# Lowering Mic from upper deck



## Sasquatch (Apr 1, 2010)

I have a Shure 55S (old boxing ring style) mic that I have on a pull down wheel mic cable I made . Using the housing for a retractable extension cord I removed the cord and replaced it with mic cable and mounted above the ceiling. I plugged the mic in and it hangs above the stage in the off position. When I want to use for certain visual effects I have to reach up with a hook and pull it within reach then pull it down by hand. Pretty cool effect. Then when I am done I simply release it toward the ceiling and the retractable cable pulls it back up. My question is. I would like to do this with a motor of some kind and a foot switch. Click the switch mic lowers. Click switch lowering stops. Use mic. click switch mic raises back up to desired height then click switch to stop motor. Repeat when needed.

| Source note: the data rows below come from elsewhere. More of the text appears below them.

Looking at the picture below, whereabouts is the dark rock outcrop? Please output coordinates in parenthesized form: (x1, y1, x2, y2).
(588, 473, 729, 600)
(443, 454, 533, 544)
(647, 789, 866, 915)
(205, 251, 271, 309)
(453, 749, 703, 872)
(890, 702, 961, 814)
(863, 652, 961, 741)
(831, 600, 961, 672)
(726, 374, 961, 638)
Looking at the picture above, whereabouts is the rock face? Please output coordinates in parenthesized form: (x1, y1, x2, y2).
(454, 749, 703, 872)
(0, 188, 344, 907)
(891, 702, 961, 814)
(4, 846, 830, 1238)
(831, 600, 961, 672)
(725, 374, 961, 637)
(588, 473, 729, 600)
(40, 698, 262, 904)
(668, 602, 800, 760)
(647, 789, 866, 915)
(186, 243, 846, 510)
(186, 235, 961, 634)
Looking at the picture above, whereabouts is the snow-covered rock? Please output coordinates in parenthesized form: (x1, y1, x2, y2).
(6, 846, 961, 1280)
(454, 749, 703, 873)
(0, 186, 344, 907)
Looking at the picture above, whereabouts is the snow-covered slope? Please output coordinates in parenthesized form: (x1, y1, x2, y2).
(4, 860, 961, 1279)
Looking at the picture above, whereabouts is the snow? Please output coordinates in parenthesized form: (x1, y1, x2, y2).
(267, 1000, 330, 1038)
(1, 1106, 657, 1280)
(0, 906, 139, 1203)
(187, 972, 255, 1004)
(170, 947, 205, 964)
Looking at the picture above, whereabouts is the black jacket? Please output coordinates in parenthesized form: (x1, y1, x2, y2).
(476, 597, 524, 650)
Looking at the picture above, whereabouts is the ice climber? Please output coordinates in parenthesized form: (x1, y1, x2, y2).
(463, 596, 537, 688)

Any ideas? I'm looking at different electrical motors. Just thought I would post here in case someone has come across such a setup. I'm thinking like you would see at Madison Square Garden during a boxing match. I believe those are hand lowered not sure. Trying to achieve that effect. Thanks for any help.


----------



## Bobby (Apr 1, 2010)

Cool Idea. I think I would still have the cable roll up into gather in the retraceable extension cord thing, but instead would you be able to fix a motor at the bottom of it? It could pull the cord out and then feed it back in. There is one problem I could see and that is an auto lock on the retraceable cord.

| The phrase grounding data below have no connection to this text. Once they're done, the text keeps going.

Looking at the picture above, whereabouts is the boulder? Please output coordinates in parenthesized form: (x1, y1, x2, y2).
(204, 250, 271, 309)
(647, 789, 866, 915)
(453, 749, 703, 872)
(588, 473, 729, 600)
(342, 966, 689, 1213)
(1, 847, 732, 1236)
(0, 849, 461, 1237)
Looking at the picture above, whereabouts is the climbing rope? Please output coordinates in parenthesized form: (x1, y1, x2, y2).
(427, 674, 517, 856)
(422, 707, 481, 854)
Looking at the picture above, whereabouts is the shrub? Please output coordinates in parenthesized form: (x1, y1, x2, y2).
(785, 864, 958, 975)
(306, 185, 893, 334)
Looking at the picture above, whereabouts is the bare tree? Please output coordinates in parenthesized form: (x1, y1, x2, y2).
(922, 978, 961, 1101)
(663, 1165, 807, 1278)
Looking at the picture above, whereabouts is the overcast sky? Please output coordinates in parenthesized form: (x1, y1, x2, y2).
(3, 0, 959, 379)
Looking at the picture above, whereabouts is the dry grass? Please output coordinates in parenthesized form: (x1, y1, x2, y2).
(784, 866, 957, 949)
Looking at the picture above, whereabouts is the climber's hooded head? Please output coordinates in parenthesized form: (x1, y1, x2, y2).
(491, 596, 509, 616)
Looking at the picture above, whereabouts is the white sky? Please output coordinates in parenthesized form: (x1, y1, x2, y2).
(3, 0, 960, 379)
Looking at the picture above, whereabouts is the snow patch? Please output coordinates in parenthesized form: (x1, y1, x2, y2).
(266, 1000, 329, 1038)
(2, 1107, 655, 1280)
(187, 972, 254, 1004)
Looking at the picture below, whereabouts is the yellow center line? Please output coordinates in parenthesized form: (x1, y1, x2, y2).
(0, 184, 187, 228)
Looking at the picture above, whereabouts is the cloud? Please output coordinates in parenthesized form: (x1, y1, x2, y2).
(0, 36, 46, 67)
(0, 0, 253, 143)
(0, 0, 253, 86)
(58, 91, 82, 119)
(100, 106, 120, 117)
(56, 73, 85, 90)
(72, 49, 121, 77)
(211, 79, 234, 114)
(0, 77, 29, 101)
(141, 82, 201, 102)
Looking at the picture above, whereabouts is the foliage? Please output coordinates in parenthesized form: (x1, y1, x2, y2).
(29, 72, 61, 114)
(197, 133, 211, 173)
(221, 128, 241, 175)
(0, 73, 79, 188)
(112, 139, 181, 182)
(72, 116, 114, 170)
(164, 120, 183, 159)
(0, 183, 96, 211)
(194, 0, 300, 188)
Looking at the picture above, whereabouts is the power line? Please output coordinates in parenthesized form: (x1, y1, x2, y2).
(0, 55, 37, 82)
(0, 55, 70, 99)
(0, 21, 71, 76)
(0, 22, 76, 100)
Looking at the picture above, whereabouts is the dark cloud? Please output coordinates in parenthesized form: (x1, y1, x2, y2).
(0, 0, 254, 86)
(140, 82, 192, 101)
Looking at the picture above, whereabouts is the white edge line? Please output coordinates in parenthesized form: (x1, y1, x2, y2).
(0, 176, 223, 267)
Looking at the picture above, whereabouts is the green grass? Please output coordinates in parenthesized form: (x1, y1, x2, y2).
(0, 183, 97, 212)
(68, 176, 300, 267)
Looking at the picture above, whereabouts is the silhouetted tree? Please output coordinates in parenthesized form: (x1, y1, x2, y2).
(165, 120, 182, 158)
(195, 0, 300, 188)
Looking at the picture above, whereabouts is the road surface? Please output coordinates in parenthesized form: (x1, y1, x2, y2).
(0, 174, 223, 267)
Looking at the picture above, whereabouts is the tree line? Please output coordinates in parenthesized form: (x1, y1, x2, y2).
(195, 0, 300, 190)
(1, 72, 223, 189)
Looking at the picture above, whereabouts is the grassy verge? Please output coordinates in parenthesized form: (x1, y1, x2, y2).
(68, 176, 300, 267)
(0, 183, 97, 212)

Hope this gets you some ideas, Im just thinking out load.


----------



## Footer (Apr 2, 2010)

I have done this in a theatre before but we just attached the mic to a lineset and flew it in. 

Motorised cable reals do exist. Something like this. It would be possible to wire up and mount a small motor with a traction/wheel drive to the reel you have now. You would have to disable the auto stop, but it would work.


----------



## Sasquatch (Apr 2, 2010)

I was thinking of still using the wheel I have and attaching a small forward/reverse motor to it. You can detatch the locking mechanism on the wheel. Just have to come up with a design. I looked at the motorized cable. That would be great if I could find one used or even for free. Limited budget and don't want to spend $285.00 for it. Thanks for the tip though. I'll start asking around maybe someone has an old one in their shop somewhere.


----------



## FatherMurphy (Apr 3, 2010)

You could also rig the mic to lower using some curtain track - attach a pulley to the master carrier, and a fixed pulley center stage, with the cable running from the jack, around the moving pulley, and back to the fixed pulley. Pull the carrier offstage, the mic goes up, move the carrier onstage, the mic goes down (assuming it's heavy enough). The bonus is that you don't have to deal with wipers and rings to pass the audio signal, like with a winch or reel setup.


----------